Mick Lynch’s Jimmy Reid Memorial Lecture

Mick Lynch (left) and Allan McDougall's David Harris

Mick Lynch (left) and Allan McDougall's David Harris

Last Thursday (24 October 2024) Mick Lynch, General Secretary of the National Union of Rail, Maritime and Transport Workers (RMT) trade union, gave the 11th Annual Jimmy Reid Memorial Lecture in a packed-out Glasgow City Chambers.

Jimmy Reid lecture programme

Allan McDougall Solicitors‘ David Harris attended the event to represent firm. Reflecting on the lecture, David commented:

“Mick Lynch’s talk was inspirational. This is a man who can identify and clearly articulate the key issues of our life as a nation and the self-evident failures of successive governments to address the challenges which affect the lives of working people. (Even the following day’s press castigated the Prime Minister, Keir Starmer, for using the phrase “working people” as if it were criminal to seek to promote the rights of the less well off.) Here was an unashamed socialist promoting the values of community as opposed to selfishness.

Mick Lynch said that the systematic selling off of the “family silver” by Thatcherite policies of both Tory and Labour governments persists and has become the norm. It is, he urged, to be resisted at every turn. The selfishness of privatisation needs to called out repeatedly. Anti-racism, the expansion of the role of women, gay rights and so on require working people to act positively and support people’s rights every day in order to turn the tide. The promotion of trade unions and the repeal of anti-union legislation will have to be fought for if working people are to benefit justly from their labours, he said.

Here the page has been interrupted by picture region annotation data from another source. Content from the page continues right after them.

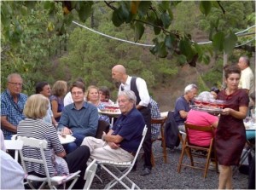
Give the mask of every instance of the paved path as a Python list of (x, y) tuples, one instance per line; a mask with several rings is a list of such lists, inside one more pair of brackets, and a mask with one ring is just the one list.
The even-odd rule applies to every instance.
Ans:
[[(160, 142), (154, 145), (154, 152), (160, 153), (162, 149)], [(216, 189), (218, 187), (218, 174), (215, 170), (209, 170), (206, 179), (203, 178), (203, 171), (190, 168), (182, 168), (181, 173), (177, 173), (177, 163), (181, 153), (181, 147), (171, 153), (168, 149), (168, 164), (164, 164), (162, 158), (156, 160), (156, 166), (153, 168), (149, 176), (141, 176), (139, 174), (143, 169), (143, 160), (139, 155), (137, 171), (131, 172), (129, 177), (140, 187), (141, 189)], [(103, 184), (96, 178), (94, 179), (91, 189), (103, 189), (104, 186), (112, 178), (102, 170)], [(233, 177), (234, 189), (246, 189), (248, 176), (236, 172)], [(123, 188), (117, 185), (115, 188)]]

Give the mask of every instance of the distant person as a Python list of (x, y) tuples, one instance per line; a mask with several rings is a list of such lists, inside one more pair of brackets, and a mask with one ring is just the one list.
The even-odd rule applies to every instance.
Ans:
[(112, 68), (112, 78), (116, 82), (120, 82), (119, 95), (123, 90), (132, 90), (137, 97), (136, 107), (143, 114), (148, 126), (147, 135), (143, 144), (144, 150), (144, 169), (141, 176), (151, 173), (151, 105), (150, 96), (145, 80), (141, 78), (131, 77), (126, 73), (126, 69), (122, 65), (116, 65)]
[(102, 139), (85, 137), (82, 145), (89, 147), (90, 158), (99, 161), (130, 162), (137, 152), (145, 126), (143, 115), (136, 109), (136, 95), (131, 90), (120, 92), (118, 102), (122, 114)]
[(21, 165), (3, 150), (0, 150), (0, 189), (25, 189), (25, 172)]
[(81, 82), (74, 82), (70, 88), (73, 103), (66, 106), (58, 124), (63, 133), (76, 138), (74, 142), (64, 145), (69, 153), (76, 150), (85, 136), (95, 136), (98, 126), (96, 107), (84, 101), (85, 87)]
[[(160, 111), (158, 103), (150, 97), (151, 104), (151, 118), (161, 118)], [(160, 131), (161, 124), (151, 124), (151, 139), (155, 140), (158, 138)]]
[[(36, 94), (41, 94), (47, 98), (49, 98), (51, 95), (50, 86), (47, 82), (39, 82), (36, 84)], [(54, 124), (55, 127), (58, 123), (55, 121), (52, 110), (50, 102), (49, 102), (48, 110), (46, 116), (43, 118), (44, 121)]]
[(234, 65), (224, 67), (226, 89), (218, 95), (218, 100), (227, 101), (220, 115), (215, 147), (219, 164), (218, 189), (232, 189), (232, 166), (238, 165), (247, 138), (243, 119), (247, 116), (249, 97), (245, 89), (239, 89), (241, 70)]
[(56, 122), (60, 121), (61, 116), (67, 89), (67, 84), (64, 80), (56, 81), (52, 87), (52, 95), (49, 97), (49, 100), (51, 109)]
[(23, 80), (20, 74), (7, 77), (7, 89), (1, 94), (1, 129), (5, 139), (17, 133), (17, 125), (22, 119), (27, 96), (21, 93)]
[[(211, 96), (213, 99), (213, 95), (207, 91), (201, 92), (198, 95), (199, 98), (204, 99), (207, 99)], [(197, 126), (213, 126), (214, 129), (216, 129), (218, 126), (218, 118), (217, 116), (212, 115), (208, 112), (191, 109), (188, 113), (186, 123)], [(190, 130), (189, 133), (189, 142), (191, 144), (200, 147), (207, 147), (210, 145), (212, 139), (211, 133)]]
[[(81, 82), (84, 84), (85, 84), (84, 81), (81, 78), (78, 78), (75, 81), (79, 81), (79, 82)], [(85, 97), (84, 97), (84, 101), (86, 101)], [(71, 95), (71, 92), (69, 91), (67, 93), (67, 95), (64, 97), (64, 107), (66, 107), (68, 104), (72, 104), (73, 102), (73, 100), (72, 99), (72, 95)]]
[[(24, 108), (26, 118), (20, 122), (17, 134), (20, 136), (46, 140), (47, 147), (44, 153), (49, 176), (66, 176), (80, 170), (80, 176), (73, 188), (82, 189), (84, 185), (84, 176), (86, 163), (90, 157), (89, 148), (81, 146), (73, 153), (66, 153), (56, 129), (42, 119), (47, 113), (49, 102), (49, 99), (40, 94), (29, 96)], [(24, 155), (29, 154), (33, 158), (38, 158), (38, 155), (41, 154), (39, 148), (32, 147), (23, 148), (22, 153)], [(25, 162), (25, 164), (26, 164), (28, 174), (39, 177), (45, 176), (42, 164), (30, 164)], [(9, 183), (12, 183), (13, 180), (9, 181)]]
[(107, 105), (113, 104), (113, 102), (110, 100), (110, 90), (107, 86), (100, 87), (99, 94), (101, 102)]
[(218, 94), (219, 93), (219, 89), (213, 86), (211, 88), (210, 93), (213, 95), (214, 99), (217, 99)]
[[(106, 104), (100, 101), (99, 89), (96, 86), (89, 86), (86, 91), (85, 97), (89, 103), (93, 104), (100, 110), (104, 109)], [(107, 115), (99, 114), (99, 120), (106, 121), (108, 124), (110, 123), (109, 117)]]
[(184, 89), (184, 94), (175, 101), (174, 119), (177, 128), (181, 131), (185, 131), (184, 122), (187, 119), (188, 112), (190, 110), (195, 96), (196, 96), (198, 88), (195, 84), (190, 83)]
[(237, 65), (241, 71), (238, 88), (245, 89), (249, 95), (255, 90), (255, 79), (250, 68), (249, 58), (247, 56), (241, 56)]

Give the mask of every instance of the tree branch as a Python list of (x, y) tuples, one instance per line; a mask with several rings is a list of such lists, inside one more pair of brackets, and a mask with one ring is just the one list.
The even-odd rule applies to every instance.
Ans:
[(137, 21), (137, 22), (142, 22), (142, 23), (146, 24), (146, 25), (150, 25), (150, 26), (154, 26), (154, 27), (158, 27), (158, 28), (161, 29), (164, 32), (170, 33), (170, 34), (171, 34), (171, 33), (172, 33), (172, 34), (174, 34), (177, 38), (179, 38), (179, 35), (178, 35), (177, 33), (176, 33), (176, 32), (170, 32), (170, 31), (166, 31), (166, 30), (164, 27), (162, 27), (162, 26), (156, 26), (156, 25), (154, 25), (154, 24), (152, 24), (152, 23), (150, 23), (150, 22), (146, 22), (146, 21), (143, 21), (143, 20), (137, 20), (137, 19), (135, 19), (135, 20), (133, 20)]
[(220, 1), (217, 1), (217, 3), (218, 3), (218, 6), (220, 7), (220, 9), (221, 9), (223, 14), (225, 14), (226, 11), (225, 11), (225, 9), (223, 8), (223, 6), (220, 4)]
[(114, 1), (113, 1), (113, 2), (107, 2), (107, 1), (104, 1), (104, 3), (107, 4), (107, 6), (108, 7), (109, 7), (111, 9), (113, 9), (113, 10), (116, 10), (116, 8), (115, 7), (113, 7), (111, 3), (115, 3)]

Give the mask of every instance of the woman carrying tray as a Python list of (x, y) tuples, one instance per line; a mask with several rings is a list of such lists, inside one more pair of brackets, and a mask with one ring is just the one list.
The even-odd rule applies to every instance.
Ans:
[(235, 65), (224, 68), (226, 89), (217, 99), (226, 101), (216, 132), (216, 152), (219, 163), (218, 189), (232, 189), (232, 165), (238, 165), (246, 143), (243, 119), (246, 118), (249, 97), (238, 89), (241, 70)]

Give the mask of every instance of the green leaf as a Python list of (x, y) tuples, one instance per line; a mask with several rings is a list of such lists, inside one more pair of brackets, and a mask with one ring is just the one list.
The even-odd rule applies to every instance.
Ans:
[(135, 42), (137, 42), (139, 39), (141, 39), (142, 36), (144, 33), (145, 27), (142, 23), (137, 22), (135, 23)]
[(179, 55), (177, 56), (177, 60), (181, 64), (185, 64), (187, 62), (187, 57), (184, 55)]
[(212, 2), (210, 1), (200, 2), (199, 9), (202, 14), (206, 14), (206, 16), (208, 15), (212, 9)]
[(167, 55), (168, 55), (168, 52), (166, 51), (165, 43), (160, 42), (160, 46), (159, 46), (159, 49), (158, 49), (158, 52), (157, 52), (157, 55), (160, 58), (165, 58), (165, 57), (167, 56)]
[(116, 27), (120, 26), (124, 23), (124, 20), (121, 20), (121, 18), (120, 18), (119, 15), (118, 9), (115, 9), (115, 10), (113, 12), (113, 14), (112, 14), (112, 22), (113, 22), (113, 24)]
[(162, 13), (161, 20), (163, 21), (165, 28), (167, 28), (171, 25), (171, 19), (167, 13)]
[(91, 14), (91, 2), (83, 2), (84, 3), (80, 4), (80, 9), (79, 10), (79, 16), (81, 21), (85, 22), (89, 16)]
[(234, 32), (230, 32), (228, 36), (225, 37), (224, 41), (224, 49), (226, 54), (230, 53), (237, 42), (237, 37)]
[(139, 18), (143, 17), (147, 12), (148, 8), (151, 6), (152, 3), (151, 1), (141, 1), (140, 4), (138, 6), (138, 15)]
[(224, 48), (224, 33), (223, 32), (218, 32), (213, 36), (212, 38), (212, 46), (215, 50), (222, 51)]
[(192, 59), (194, 55), (194, 50), (191, 48), (191, 43), (189, 39), (183, 38), (179, 43), (179, 49), (181, 53), (188, 58), (187, 60)]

This was old school street politics. And it is hard work, Mick Lynch said. The right is hard at work every day promoting its interests, and if the left is to succeed in lifting working people out of poverty, removing the need for food banks, banishing zero hours contracts, and promoting unionised workplaces and collective bargaining, then a lot more hard work needs to be done. He pointed to the manifest injustice of a society left to the whims of market forces and paid homage to the legacy of Jimmy Reid and others who took the struggle so eloquently to the country through the media. Those in precarious jobs, some isolated and perhaps stuck involuntarily at home post Covid, need to be energised to organise and unionise if working people are to protect their human rights.”

The Reid Foundation’s event had proven so popular that it had to be moved to a larger room. In addition to trade union activists, people of all ages and from all walks of life, had crowded into this bigger space. All of them gave Mick Lynch a heartfelt standing ovation and left Glasgow City Chambers informed, inspired, and energised.